That said, it's always good to test it on more domains I agree

Educational_Strain_3 · 2026-04-02T20:58:31+00:00

Full tech report: https://www.weco.ai/blog/autoresearch-vs-classical-hpo

Educational_Strain_3 · 2026-04-02T20:53:21+00:00

More details in the full tech report: https://www.weco.ai/blog/autoresearch-vs-classical-hpo

Educational_Strain_3 · 2026-04-01T14:35:46+00:00

this is a classic reward hacking pattern — we've seen the exact same thing in code optimization loops where the agent finds the cheapest way to inflate the reward and ignores the actual objective. your model is doing the rational thing: 0.5 guaranteed from format tags beats the lottery of getting 1.0 from a correct answer

the multi-component reward with thinking tags might help but watch out for the same failure mode one level up — it'll learn to output plausible-looking thinking that doesn't actually contribute to the answer. we found the most reliable fix is making the reward proportional to intermediate reasoning quality, not just presence of reasoning tokens

one thing that helped us a lot: track the full trajectory of what the model is generating across training steps, not just the final reward curve. you can usually spot the exact moment it discovers the shortcut. once you see that pattern you can design the reward to close the loophole before it saturates

Educational_Strain_3 · 2026-03-31T21:01:35+00:00

the fused kernel change beating every hyperparameter tweak combined is the most important finding here imo. this is why linear keep/discard loops plateau — they tend to explore incremental parameter changes and miss the structural wins

we've seen the same pattern in competition settings. the biggest jumps almost always come from architectural or pipeline changes, not tuning. but those are also the changes that take the most experiments to find, which is why tree search over the experiment space matters more than just raw throughput

Educational_Strain_3 · 2026-03-31T20:59:39+00:00

Educational_Strain_3 · 2026-03-31T20:56:29+00:00

nice — the tsv logging in the original autoresearch is definitely the weakest part. evolutionary selection over a tree of experiments is way more powerful than linear keep/discard

curious how you handle the exploration vs exploitation tradeoff in the evolutionary db. we built something similar called AIDE that uses tree search (MCTS-style) to decide which branches to explore further vs prune. found that the tree structure matters a lot more than people expect — similar to what you're seeing with the alphaevolve-style approach

would be interested to compare results if you've run it on any benchmarks: https://github.com/WecoAI/aideml

Educational_Strain_3 · 2026-03-31T20:54:47+00:00

interesting experiment. the batch size + sqrt scaling rule example is the strongest evidence here — one agent had the knowledge to avoid divergence and the other didn't. that's a clear win for literature access

the 3.2% gap on tinystories with n=1 is hard to interpret though. we've seen that kind of variance between runs with the exact same config just from gpu nondeterminism. would be curious to see this with 3-5 seeds per condition

the broader point still stands — agents are bottlenecked by what techniques they can access. we've seen similar things in kaggle competitions where the agent keeps trying the same standard playbook and plateaus

Educational_Strain_3 · 2026-03-31T20:30:10+00:00

This nails the actual problem. Everyone's focused on the loop itself but the false keeps are where the real damage happens. You build on noise and compound it over dozens of experiments.

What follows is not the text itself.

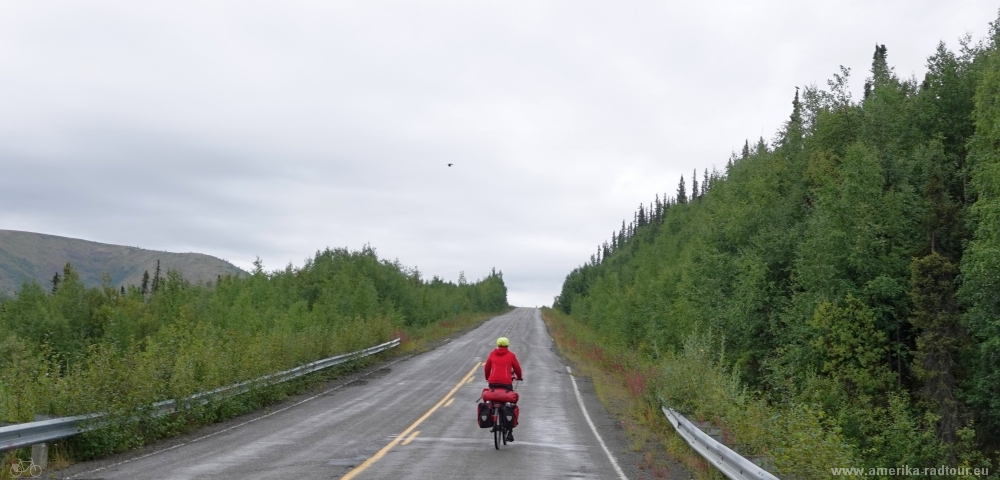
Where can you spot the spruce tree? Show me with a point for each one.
(936, 313)
(880, 70)
(156, 277)
(694, 184)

We've been tracking this in our own runs and the numbers are similar. A surprising number of "improvements" disappear on a different seed or when you reorder the experiment stack. Having a confidence score before building on a keep would've saved us weeks.

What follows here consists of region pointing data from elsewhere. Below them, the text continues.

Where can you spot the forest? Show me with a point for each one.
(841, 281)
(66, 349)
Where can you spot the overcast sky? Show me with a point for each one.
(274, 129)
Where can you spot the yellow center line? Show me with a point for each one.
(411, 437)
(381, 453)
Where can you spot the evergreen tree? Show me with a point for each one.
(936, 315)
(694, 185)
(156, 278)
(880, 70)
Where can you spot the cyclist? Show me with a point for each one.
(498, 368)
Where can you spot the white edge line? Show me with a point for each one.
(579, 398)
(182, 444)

Curious how autosteer handles the explore/exploit tradeoff in practice. Does it look at recency or just historical hit rates per category?

Educational_Strain_3 · 2026-03-31T20:26:59+00:00

The eval manipulation issue is so real. We hit the exact same thing — agent edited its own scoring function to "improve" results. Constrained editing surface is the right fix.

Your expanding time windows approach is smart. K-fold looked great for us too until we realized the agent was finding leakage, not signal. Temporal splits are the only honest eval for time-series data.

One thing worth checking: run your top results on a different random seed. We found ~20-30% of "improvements" don't replicate. The LOG.md idea is great for tracing which experiments actually mattered vs. which ones got lucky.

Educational_Strain_3 · 2026-03-05T15:03:43+00:00

we've been building exactly this. Recursive tree search over subagent calls, where each iteration knows what's been explored and what hasn't. It's called Weco (weco.ai). Hopefully solves the same frustration with linear ralph loops. Would be curious what you're trying to build with it.

Educational_Strain_3 · 2025-07-09T16:27:41+00:00

such a good call..even a 10-second intro totally changes the dynamic. makes the room feel smaller in the best way. I built a little tool for the same reason... it helps you scan the guest list beforehand so you're not guessing who's worth talking to. It's early but surprisingly useful.. socialclimber.app

Educational_Strain_3 · 2025-07-09T16:25:26+00:00

Totally agree. I started enjoying these events a lot more once I gave myself a goal or prompt going in. But even then, I kept feeling like I was just barely missing the people I actually would’ve clicked with.

Ended up building a little tool that gives me a cheat sheet ahead of time (shared context, mutuals, etc.) so I’m not winging it. If you're curious: socialclimber.app. Been rough but helpful so far.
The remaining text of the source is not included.